A notoriedade que o jornalista alcançou enquanto repórter de guerra na emissora radiofónica britânica garantiu-lhe a honra na primeira emissão em direto da RTP, a partir da Feira Popular de Lisboa, a 7 de março de 1957.

Em 1976, aos 74 anos, bem depois da normal idade de reforma, integraria os quadros da RTP

A personalidade televisiva

Foi durante as suas reportagens de rua que Fernando Pessa se destacou com a célebre frase «E esta, hein?». Nestas emissões o repórter denunciava as situações mais desagradáveis do quotidiano, enviando mensagens aos responsáveis pelo bem público.
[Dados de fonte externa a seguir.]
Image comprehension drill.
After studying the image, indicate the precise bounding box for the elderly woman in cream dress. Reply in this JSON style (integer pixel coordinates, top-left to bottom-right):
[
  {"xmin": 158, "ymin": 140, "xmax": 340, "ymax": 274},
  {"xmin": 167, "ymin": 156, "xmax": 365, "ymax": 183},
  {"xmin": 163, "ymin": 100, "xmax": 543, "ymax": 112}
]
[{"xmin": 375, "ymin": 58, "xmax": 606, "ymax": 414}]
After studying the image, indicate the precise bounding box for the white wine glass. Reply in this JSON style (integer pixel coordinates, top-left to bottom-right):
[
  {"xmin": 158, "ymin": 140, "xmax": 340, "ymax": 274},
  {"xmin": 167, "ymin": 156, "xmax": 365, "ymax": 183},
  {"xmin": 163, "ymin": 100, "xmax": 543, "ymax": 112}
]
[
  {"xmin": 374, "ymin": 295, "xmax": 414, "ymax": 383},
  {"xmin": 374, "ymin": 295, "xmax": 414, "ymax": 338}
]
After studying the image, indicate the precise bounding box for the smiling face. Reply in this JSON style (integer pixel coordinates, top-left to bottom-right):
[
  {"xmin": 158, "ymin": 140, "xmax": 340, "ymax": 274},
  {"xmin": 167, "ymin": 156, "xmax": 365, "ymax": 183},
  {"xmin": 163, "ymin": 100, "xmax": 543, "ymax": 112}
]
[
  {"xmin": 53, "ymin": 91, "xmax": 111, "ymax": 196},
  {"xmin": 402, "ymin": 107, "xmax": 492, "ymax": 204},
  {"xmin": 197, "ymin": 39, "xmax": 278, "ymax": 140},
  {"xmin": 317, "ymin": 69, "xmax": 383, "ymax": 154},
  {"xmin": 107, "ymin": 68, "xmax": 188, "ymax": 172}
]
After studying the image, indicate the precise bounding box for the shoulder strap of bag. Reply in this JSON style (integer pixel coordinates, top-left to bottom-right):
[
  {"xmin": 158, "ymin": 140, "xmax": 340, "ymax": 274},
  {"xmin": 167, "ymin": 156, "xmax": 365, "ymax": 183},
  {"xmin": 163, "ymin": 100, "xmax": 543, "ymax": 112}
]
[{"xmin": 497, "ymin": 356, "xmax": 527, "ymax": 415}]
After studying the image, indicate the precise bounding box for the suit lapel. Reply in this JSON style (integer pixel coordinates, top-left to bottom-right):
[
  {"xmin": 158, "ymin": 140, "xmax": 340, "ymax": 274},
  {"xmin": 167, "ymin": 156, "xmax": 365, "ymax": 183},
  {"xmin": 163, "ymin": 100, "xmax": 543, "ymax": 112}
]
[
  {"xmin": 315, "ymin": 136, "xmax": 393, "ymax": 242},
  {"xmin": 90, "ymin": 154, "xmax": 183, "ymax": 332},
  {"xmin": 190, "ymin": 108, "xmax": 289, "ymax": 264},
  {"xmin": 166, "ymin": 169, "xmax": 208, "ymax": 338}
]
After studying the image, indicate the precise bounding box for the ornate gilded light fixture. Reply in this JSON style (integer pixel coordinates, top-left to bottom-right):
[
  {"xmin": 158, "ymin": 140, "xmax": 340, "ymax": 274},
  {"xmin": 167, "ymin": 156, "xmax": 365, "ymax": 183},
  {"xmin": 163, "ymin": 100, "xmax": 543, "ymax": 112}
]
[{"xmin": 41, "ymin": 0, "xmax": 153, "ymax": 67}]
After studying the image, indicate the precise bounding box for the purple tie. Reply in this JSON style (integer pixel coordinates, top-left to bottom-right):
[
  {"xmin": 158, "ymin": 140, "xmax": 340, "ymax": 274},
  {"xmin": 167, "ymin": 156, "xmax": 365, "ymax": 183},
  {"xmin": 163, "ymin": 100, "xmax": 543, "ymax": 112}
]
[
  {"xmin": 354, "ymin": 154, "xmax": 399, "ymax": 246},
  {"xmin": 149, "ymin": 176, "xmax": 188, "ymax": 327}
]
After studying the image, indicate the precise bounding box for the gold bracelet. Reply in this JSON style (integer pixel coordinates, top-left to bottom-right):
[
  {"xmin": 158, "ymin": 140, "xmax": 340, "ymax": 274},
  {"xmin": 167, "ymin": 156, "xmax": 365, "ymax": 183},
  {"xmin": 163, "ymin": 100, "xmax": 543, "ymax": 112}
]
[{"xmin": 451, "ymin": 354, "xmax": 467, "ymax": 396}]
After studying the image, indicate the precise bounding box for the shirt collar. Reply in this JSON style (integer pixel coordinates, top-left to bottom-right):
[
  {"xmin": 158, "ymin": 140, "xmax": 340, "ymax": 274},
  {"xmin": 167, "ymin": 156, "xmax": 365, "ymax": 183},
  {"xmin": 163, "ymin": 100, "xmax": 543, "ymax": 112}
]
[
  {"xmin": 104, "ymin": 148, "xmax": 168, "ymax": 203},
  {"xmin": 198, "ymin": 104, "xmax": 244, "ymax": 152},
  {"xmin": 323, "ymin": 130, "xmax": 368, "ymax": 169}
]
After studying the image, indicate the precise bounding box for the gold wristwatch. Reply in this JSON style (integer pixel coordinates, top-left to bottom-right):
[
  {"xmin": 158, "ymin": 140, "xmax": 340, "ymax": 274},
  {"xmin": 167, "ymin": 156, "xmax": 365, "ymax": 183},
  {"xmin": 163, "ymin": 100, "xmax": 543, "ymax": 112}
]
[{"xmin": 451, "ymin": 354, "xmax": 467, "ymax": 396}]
Rapidamente tornar-se-ia o jornalista de fait-divers inesquecíveis da televisão portuguesa no século XX.

Em novembro de 1974, por ocasião da Feira da Golegã, Pessa prepara uma reportagem para a RTP, que tinha como esboço a viagem de Lisboa à Golegã a bordo de um helicóptero.

O experiente piloto considerou que a reportagem seria mais espetacular se a aterragem e levantamento do helicóptero fosse feita a partir pátio de acesso ao Estúdio 1 da RTP. Devido a uma fuga de ar do poço constituído pelas paredes dos edifícios circundantes, o aparelho, ao aterrar, caiu num estrondo, tendo ficado completamente destruído. A peça jornalística seria cancelada, enquanto Fernando Pessa acompanhava o piloto ao hospital.

 

 

O repórter recebeu ainda vários prémios e condecorações. Em 1959, foi agraciado com a Ordem do Império Britânico, dada pela Rainha Isabel II, pelos seus serviços como correspondente de guerra na BBC.

Em 1981, foi distinguido com a Comenda da Ordem do Infante D. Henrique, pelo Presidente da República Ramalho Eanes. Dez anos mais tarde, Mário Soares atribuiu-lhe o título de Grande-Oficial da Ordem do Mérito.

Só em 1995, aos 93 anos, Fernando Pessa se reformou.

A 29 de abril de 2002, Fernando Pessa faleceu no Hospital Curry Cabral, em Lisboa, duas semanas após ter completado 100 anos de idade.

De uma ambicionada carreira militar que nunca se viria a concretizar, Fernando Pessa tornou-se jornalista sem saber, quando concorreu, por graça, à Emissora Nacional.

A sua incursão no jornalismo acabou por se provar a melhor coisa que aconteceu à televisão portuguesa.

Pessa, sempre conhecido pelo seu porte distinto e elegante, chegou até a ser confundido por um diplomata pelo diretor-geral da BBC. E esta, hein?